What Americans need to know about the stimulus child tax credit

The stimulus package raises the size of the credit, makes it fully refundable so more households can qualify and calls for it to be sent out in periodic payments rather than rolled into regular tax-time refunds — a dramatic shift designed to help families pay their bills.

Already, some Democrats are pushing to make the more generous credit permanent, pointing to how much it would help poor children.

That would prove costly, however. The one-year enhancement is projected to cost $110 billion, according to the Committee for a Responsible Federal Budget. Making that permanent is estimated to cost north of $1 trillion over a decade.

Here’s how the Democratic-backed relief package changes the child tax credit this year:

How much will you get?

The boost to the child tax credit will give eligible parents a total of $3,600 for each child under 6 and $3,000 for each child under age 18 for 2021.

Until now, the credit was up to only $2,000 per child under age 17. Some 90% of families with children are projected to receive an average credit of $2,380 in 2020, according to the Tax Policy Center.

Who is eligible?

The enhanced portion of the credit begins to phase out for single filers with annual incomes of more than $75,000, heads of households earning more than $112,500 and joint filers making more than $150,000.

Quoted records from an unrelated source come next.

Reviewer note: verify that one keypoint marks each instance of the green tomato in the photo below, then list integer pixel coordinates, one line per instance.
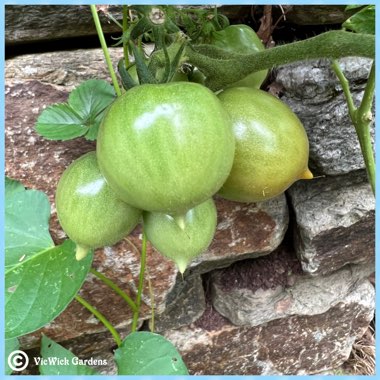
(272, 147)
(182, 243)
(243, 40)
(88, 210)
(166, 148)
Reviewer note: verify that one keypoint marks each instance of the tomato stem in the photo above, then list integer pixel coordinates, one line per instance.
(222, 68)
(115, 288)
(81, 252)
(101, 318)
(125, 27)
(141, 283)
(103, 43)
(361, 117)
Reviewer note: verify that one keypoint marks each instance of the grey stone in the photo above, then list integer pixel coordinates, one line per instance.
(316, 14)
(61, 68)
(185, 304)
(294, 345)
(335, 222)
(244, 230)
(35, 23)
(313, 92)
(247, 302)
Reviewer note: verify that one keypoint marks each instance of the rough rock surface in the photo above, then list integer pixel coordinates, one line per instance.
(244, 230)
(38, 163)
(68, 68)
(316, 14)
(295, 345)
(313, 92)
(185, 304)
(26, 24)
(258, 291)
(335, 222)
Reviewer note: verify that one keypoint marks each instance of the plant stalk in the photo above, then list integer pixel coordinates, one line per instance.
(115, 288)
(362, 119)
(222, 68)
(125, 43)
(103, 44)
(141, 283)
(101, 318)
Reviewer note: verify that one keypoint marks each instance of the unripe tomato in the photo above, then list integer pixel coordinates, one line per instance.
(182, 244)
(243, 40)
(167, 147)
(272, 148)
(88, 209)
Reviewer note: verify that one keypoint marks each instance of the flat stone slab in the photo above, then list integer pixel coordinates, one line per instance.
(335, 222)
(295, 345)
(259, 291)
(313, 92)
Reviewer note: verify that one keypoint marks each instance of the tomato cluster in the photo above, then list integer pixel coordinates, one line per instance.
(164, 150)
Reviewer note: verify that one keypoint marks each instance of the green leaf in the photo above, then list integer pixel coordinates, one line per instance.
(60, 122)
(12, 186)
(353, 6)
(80, 116)
(57, 360)
(145, 353)
(27, 214)
(362, 21)
(38, 289)
(10, 346)
(90, 100)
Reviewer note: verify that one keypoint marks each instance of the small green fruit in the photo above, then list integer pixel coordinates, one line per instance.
(182, 242)
(272, 148)
(88, 209)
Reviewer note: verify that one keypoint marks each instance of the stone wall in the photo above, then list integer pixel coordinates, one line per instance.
(283, 289)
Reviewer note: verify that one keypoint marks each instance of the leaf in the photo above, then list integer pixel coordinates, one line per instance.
(145, 353)
(90, 100)
(353, 6)
(362, 21)
(27, 214)
(60, 122)
(12, 186)
(60, 360)
(38, 289)
(80, 116)
(10, 346)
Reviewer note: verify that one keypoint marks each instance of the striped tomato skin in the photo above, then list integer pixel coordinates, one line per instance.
(167, 147)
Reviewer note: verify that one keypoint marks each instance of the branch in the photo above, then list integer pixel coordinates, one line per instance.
(223, 68)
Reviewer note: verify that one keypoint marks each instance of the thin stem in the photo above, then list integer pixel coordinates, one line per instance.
(141, 283)
(362, 119)
(105, 49)
(115, 288)
(125, 27)
(151, 301)
(222, 68)
(346, 88)
(366, 104)
(101, 318)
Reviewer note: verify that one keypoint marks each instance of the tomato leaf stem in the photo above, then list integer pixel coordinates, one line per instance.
(222, 68)
(141, 283)
(361, 117)
(103, 43)
(115, 288)
(101, 318)
(125, 27)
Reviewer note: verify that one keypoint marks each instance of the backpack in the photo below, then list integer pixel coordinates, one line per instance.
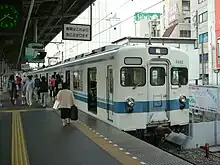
(37, 82)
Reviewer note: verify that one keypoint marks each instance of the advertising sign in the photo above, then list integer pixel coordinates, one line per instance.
(174, 10)
(79, 32)
(204, 98)
(146, 16)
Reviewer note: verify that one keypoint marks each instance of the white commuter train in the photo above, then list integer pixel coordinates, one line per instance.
(130, 87)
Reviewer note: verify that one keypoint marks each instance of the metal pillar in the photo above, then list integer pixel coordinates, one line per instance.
(203, 64)
(91, 19)
(25, 30)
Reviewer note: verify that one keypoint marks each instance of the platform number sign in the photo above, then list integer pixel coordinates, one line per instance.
(179, 62)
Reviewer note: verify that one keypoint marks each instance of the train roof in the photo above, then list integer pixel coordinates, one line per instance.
(101, 51)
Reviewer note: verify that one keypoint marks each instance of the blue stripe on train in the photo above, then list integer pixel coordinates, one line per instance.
(120, 107)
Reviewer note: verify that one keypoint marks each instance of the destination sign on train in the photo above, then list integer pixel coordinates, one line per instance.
(157, 51)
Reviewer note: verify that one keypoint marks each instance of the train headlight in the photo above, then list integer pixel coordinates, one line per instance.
(130, 102)
(182, 99)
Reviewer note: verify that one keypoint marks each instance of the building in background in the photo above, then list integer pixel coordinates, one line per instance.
(176, 18)
(147, 24)
(200, 30)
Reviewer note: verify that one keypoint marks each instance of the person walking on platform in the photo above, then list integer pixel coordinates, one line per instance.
(12, 89)
(36, 87)
(58, 83)
(29, 87)
(66, 100)
(43, 91)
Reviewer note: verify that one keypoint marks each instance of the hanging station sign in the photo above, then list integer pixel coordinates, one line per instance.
(80, 32)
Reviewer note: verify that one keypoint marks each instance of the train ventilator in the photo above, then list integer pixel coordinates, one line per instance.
(130, 87)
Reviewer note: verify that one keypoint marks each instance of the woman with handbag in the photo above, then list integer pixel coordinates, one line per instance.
(66, 100)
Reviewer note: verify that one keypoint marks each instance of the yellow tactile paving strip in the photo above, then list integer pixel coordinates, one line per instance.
(19, 148)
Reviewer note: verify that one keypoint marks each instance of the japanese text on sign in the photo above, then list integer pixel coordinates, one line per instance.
(77, 32)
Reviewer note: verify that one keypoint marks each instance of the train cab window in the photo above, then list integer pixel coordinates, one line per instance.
(179, 76)
(133, 76)
(157, 76)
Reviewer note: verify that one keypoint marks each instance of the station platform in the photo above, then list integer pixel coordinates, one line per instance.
(35, 136)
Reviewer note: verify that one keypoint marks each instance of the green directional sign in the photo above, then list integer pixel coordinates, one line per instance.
(146, 16)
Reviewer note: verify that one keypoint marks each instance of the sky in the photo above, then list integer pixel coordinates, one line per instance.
(125, 9)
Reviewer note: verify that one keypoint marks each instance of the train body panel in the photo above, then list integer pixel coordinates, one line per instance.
(132, 87)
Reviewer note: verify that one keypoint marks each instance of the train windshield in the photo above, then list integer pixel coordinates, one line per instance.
(179, 76)
(133, 76)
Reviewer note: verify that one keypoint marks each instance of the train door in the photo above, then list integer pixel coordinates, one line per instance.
(109, 92)
(158, 93)
(92, 90)
(67, 78)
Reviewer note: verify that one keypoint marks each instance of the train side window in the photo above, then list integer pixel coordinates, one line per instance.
(157, 76)
(179, 76)
(77, 80)
(133, 76)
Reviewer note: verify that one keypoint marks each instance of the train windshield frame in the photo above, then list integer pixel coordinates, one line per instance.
(133, 76)
(179, 76)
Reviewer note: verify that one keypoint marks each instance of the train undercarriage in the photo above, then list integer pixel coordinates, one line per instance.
(156, 135)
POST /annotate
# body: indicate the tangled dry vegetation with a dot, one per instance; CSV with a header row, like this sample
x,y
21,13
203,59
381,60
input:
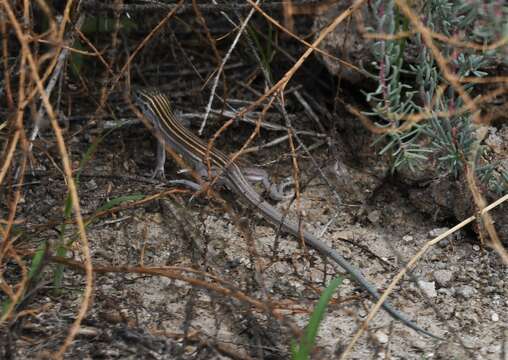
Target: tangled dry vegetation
x,y
390,117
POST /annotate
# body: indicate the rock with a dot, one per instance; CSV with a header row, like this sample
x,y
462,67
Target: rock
x,y
374,216
381,337
428,287
494,317
443,277
466,291
437,231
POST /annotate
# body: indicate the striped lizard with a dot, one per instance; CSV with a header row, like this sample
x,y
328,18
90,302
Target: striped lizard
x,y
157,108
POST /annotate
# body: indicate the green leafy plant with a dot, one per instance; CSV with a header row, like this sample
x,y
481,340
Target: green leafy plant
x,y
302,350
409,77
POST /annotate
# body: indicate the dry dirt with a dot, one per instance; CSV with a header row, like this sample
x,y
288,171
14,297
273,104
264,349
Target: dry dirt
x,y
146,316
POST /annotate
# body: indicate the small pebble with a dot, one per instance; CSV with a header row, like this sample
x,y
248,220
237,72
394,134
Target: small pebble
x,y
407,238
374,216
381,337
428,287
443,277
495,317
437,231
466,291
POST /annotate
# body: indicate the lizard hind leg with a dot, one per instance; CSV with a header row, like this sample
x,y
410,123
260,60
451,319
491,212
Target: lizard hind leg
x,y
276,192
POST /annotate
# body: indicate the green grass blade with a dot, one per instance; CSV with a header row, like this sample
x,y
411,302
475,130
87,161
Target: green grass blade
x,y
302,351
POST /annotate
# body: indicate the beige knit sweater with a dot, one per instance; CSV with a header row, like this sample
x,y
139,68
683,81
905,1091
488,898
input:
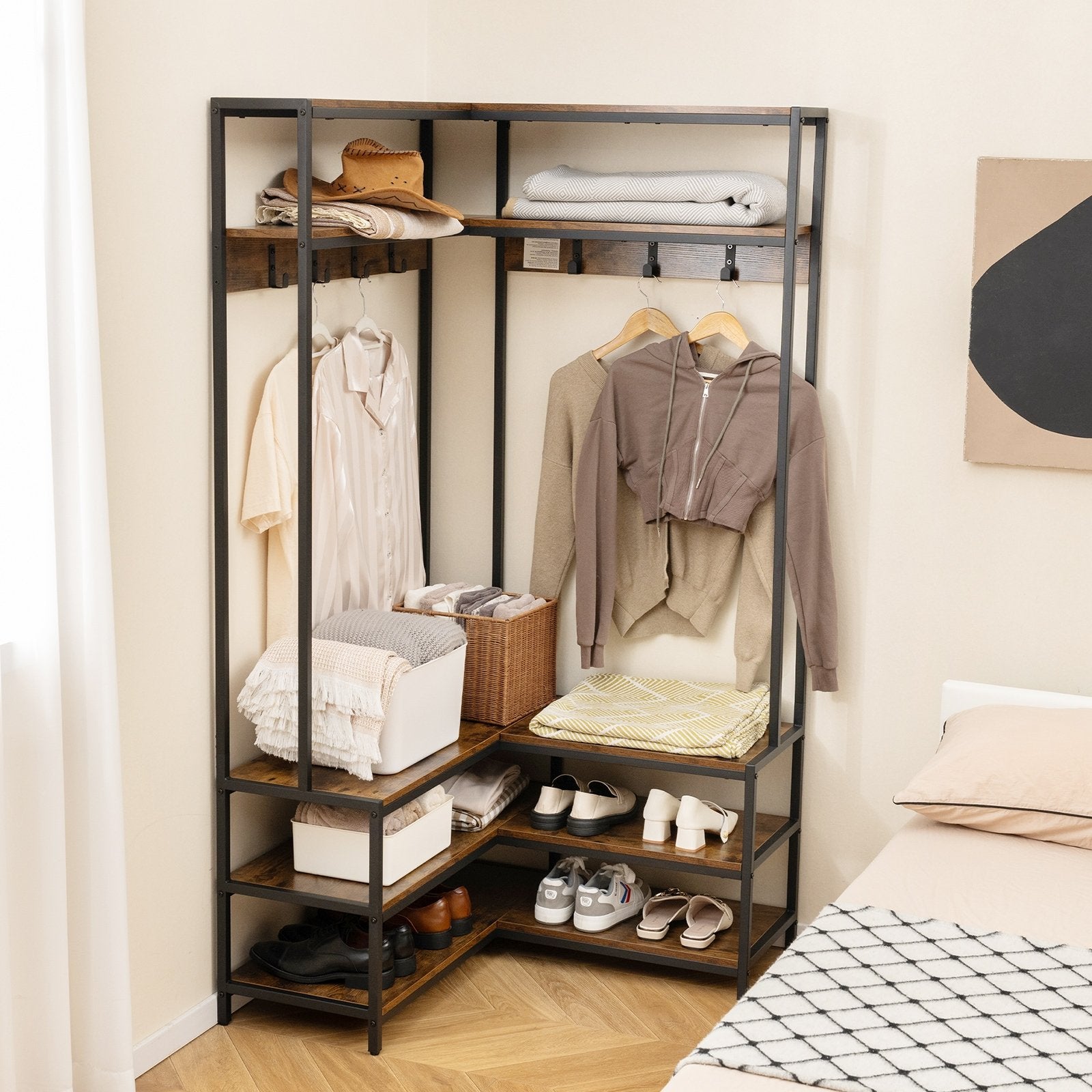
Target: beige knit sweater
x,y
674,581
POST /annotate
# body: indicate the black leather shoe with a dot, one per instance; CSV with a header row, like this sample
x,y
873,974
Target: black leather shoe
x,y
400,934
397,931
338,957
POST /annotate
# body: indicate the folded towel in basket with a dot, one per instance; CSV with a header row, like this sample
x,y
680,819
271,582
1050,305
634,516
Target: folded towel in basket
x,y
351,691
667,715
416,638
328,815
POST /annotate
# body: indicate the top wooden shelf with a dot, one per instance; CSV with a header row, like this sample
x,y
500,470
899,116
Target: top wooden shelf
x,y
515,112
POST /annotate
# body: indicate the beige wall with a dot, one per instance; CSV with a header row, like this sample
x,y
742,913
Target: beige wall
x,y
944,569
152,69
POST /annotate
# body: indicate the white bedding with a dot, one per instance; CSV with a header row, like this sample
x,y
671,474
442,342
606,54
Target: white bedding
x,y
979,879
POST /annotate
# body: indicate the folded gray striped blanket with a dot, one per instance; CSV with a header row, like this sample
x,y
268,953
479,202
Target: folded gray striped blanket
x,y
374,222
415,638
717,198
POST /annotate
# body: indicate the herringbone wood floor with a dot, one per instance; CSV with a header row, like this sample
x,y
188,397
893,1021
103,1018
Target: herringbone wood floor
x,y
511,1019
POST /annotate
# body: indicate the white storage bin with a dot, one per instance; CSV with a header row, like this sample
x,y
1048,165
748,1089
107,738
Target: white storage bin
x,y
424,713
328,851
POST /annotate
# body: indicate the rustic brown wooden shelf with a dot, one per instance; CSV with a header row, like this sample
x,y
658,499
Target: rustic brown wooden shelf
x,y
494,891
276,872
519,738
622,939
626,841
278,778
573,112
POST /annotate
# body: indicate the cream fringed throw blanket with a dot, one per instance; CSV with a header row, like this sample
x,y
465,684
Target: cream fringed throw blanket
x,y
351,691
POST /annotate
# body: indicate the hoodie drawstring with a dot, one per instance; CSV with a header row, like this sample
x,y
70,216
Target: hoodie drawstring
x,y
728,420
667,429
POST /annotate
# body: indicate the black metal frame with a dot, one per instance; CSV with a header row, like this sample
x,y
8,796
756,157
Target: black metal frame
x,y
306,112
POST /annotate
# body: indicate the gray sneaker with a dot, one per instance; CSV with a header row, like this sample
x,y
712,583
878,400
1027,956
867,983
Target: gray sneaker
x,y
609,897
557,893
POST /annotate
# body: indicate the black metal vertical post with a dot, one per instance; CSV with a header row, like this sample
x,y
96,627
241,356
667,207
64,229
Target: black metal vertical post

The existing $2,000 credit phases out for single filers and heads of households earning more $200,000 a year and married couples with incomes of more than $400,000.

What if your income is low?

A key feature of the stimulus package is that it makes the child tax credit fully refundable so more low-income families can benefit.

Until now, if the credit exceeded the taxes owed, parents could only receive up to $1,400 as a refund. These households also must have earned income of at least $2,500.

Some 23 million children live in low-income families who have received a partial credit or no credit, according to the Center on Poverty and Social Policy at Columbia University.

Parents with no earnings or with incomes below the threshold required to file should submit tax returns this year in order to receive the new payments as soon as they begin to be distributed.

When will you get the credit?

The answer depends on how quickly the Internal Revenue Service can implement the new provisions of the bill, which Biden signed in early March. The enhanced child tax credit is only one of several relief measures that the thinly staffed agency has to put in place this year.

Families could receive half their total credit on a periodic basis — up to $300 per child up to age 6 and $250 per child ages 6 to 17 — starting as early as July and running through the rest of the year, according to the legislation. They could then claim the remaining half on their 2021 tax returns.

But the provision gives the agency some leeway — the Treasury secretary could direct the payments to be issued as frequently as possible if a monthly timetable isn’t feasible.

Typically, families receive the credit once a year at tax time.

Those who want to get periodic payments this year need to file returns for 2020, as well as for 2021.

Who will benefit?

The expanded credit will lift 4.1 million children above the poverty line, slashing the number of kids in poverty by more than 40%, according to the left-leaning Center on Budget and Policy Priorities.

Also, it will push 1.1 million children out of “deep poverty,” which is below half the poverty line.

The new provisions will benefit children of color, in particular. Half of all Black and Latino children in the US were not able to receive the full credit until now, according to the center.

All told, the stimulus package would reduce child poverty by more than half — a statistic Biden frequently cites. The plan also provides $1,400 stimulus payments and temporarily enhances unemployment and food stamp benefits, among other measures.